Ethereum is trustless. But for 12 seconds every slot, validators trust a single piece of software to deliver a block worth millions.

That software is MEV-Boost.

Without MEV-Boost:  Validator builds own block → Gets ~0.05 ETH reward
With MEV-Boost:     Builder builds block → Pays validator ~2 ETH for slot

This lesson explains how MEV-Boost works and why its failure has catastrophic consequences.

---

What You’ll Learn

By the end of this lesson, you’ll understand:

1. MEV-Boost protocol - The software validators run to outsource block building
2. Relay architecture - The trusted intermediary between builders and proposers
3. getHeader/getPayload flow - The two-phase commit that prevents cheating
4. Failure modes - What happens when relays go down or act maliciously

---

The Foundation: Why MEV-Boost Exists

Post-merge Ethereum validators can build their own blocks.
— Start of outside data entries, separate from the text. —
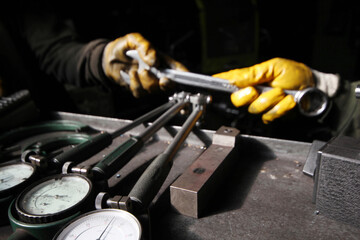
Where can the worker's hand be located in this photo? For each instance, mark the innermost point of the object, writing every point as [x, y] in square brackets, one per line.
[278, 73]
[115, 60]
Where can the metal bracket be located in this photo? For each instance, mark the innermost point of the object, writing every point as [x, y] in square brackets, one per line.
[191, 192]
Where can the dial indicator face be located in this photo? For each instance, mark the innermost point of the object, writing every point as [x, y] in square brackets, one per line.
[103, 224]
[54, 195]
[13, 174]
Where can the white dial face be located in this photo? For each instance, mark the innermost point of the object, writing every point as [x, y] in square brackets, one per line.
[14, 174]
[103, 224]
[55, 195]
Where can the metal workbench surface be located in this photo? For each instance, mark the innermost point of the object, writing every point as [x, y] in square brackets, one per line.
[264, 194]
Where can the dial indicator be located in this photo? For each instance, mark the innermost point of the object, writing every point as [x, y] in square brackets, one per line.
[12, 175]
[53, 198]
[103, 224]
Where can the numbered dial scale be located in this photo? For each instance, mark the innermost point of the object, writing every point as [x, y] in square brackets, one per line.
[14, 176]
[103, 224]
[53, 198]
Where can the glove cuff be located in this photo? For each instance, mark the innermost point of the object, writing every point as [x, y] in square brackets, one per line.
[327, 82]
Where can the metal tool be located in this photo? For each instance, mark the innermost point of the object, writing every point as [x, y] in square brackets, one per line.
[120, 224]
[190, 194]
[311, 101]
[51, 200]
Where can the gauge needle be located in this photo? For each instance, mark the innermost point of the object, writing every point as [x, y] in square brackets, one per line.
[105, 228]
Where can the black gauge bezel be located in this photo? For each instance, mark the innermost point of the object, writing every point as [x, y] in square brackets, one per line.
[45, 218]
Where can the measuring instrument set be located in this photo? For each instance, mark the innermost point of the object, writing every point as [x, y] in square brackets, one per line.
[49, 203]
[50, 194]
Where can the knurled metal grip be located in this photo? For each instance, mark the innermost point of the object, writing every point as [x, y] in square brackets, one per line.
[191, 192]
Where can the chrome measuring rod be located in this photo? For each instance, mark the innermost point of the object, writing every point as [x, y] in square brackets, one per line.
[46, 205]
[311, 101]
[114, 217]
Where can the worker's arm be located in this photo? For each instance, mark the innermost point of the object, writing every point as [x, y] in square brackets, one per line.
[55, 43]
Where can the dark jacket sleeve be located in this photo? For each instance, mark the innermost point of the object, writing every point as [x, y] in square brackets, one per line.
[61, 54]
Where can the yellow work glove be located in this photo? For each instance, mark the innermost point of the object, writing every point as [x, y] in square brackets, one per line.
[278, 73]
[115, 60]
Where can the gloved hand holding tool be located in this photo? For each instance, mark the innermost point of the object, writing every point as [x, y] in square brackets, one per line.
[116, 62]
[310, 100]
[280, 74]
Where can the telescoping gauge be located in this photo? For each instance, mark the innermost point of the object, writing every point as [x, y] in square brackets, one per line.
[311, 101]
[35, 163]
[118, 224]
[37, 156]
[8, 139]
[59, 197]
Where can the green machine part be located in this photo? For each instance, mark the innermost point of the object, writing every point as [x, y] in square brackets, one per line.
[43, 231]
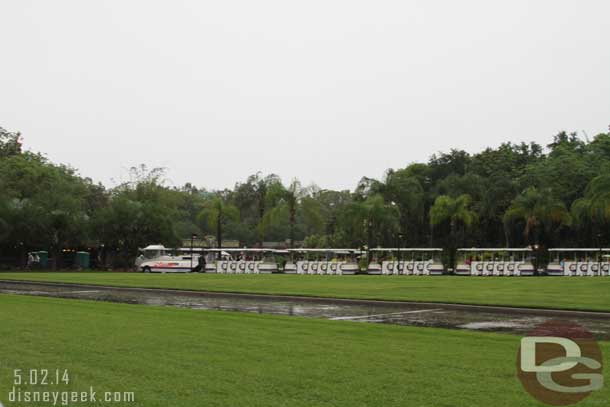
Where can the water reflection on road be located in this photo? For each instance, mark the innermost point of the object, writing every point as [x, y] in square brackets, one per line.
[429, 315]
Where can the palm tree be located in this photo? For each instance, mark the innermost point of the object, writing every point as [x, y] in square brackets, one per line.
[215, 214]
[593, 210]
[540, 211]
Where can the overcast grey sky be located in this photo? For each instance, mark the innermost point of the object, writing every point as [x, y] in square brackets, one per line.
[326, 91]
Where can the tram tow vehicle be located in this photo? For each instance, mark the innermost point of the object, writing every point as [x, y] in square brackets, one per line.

But sophisticated builders can extract more MEV than validators can.

The problem: How can a validator accept a pre-built block without seeing it first (and stealing the MEV)?

The solution: A two-phase commit via a Relay.

           ┌─────────────┐
           │   Builder   │ Creates profitable block
           └──────┬──────┘
                  │ submitBlock(block, bid)
                  ▼
           ┌─────────────┐
           │    Relay    │ Validates block, stores it
           └──────┬──────┘
                  │ getHeader() → returns bid + header
                  ▼
           ┌─────────────┐
           │  Proposer   │ Signs header (commits to block)
           └──────┬──────┘
                  │ getPayload(signed_header)
                  ▼
           ┌─────────────┐
           │    Relay    │ Releases full block
           └─────────────┘

---

The “Aha!” Moment

Here’s what makes MEV-Boost work:

The proposer signs the block header before seeing the block contents. Once signed, the proposer is cryptographically committed to that specific block. If the relay then refuses to release the block, the validator misses the slot entirely-but at least the builder can’t steal the MEV by having the validator build a different block.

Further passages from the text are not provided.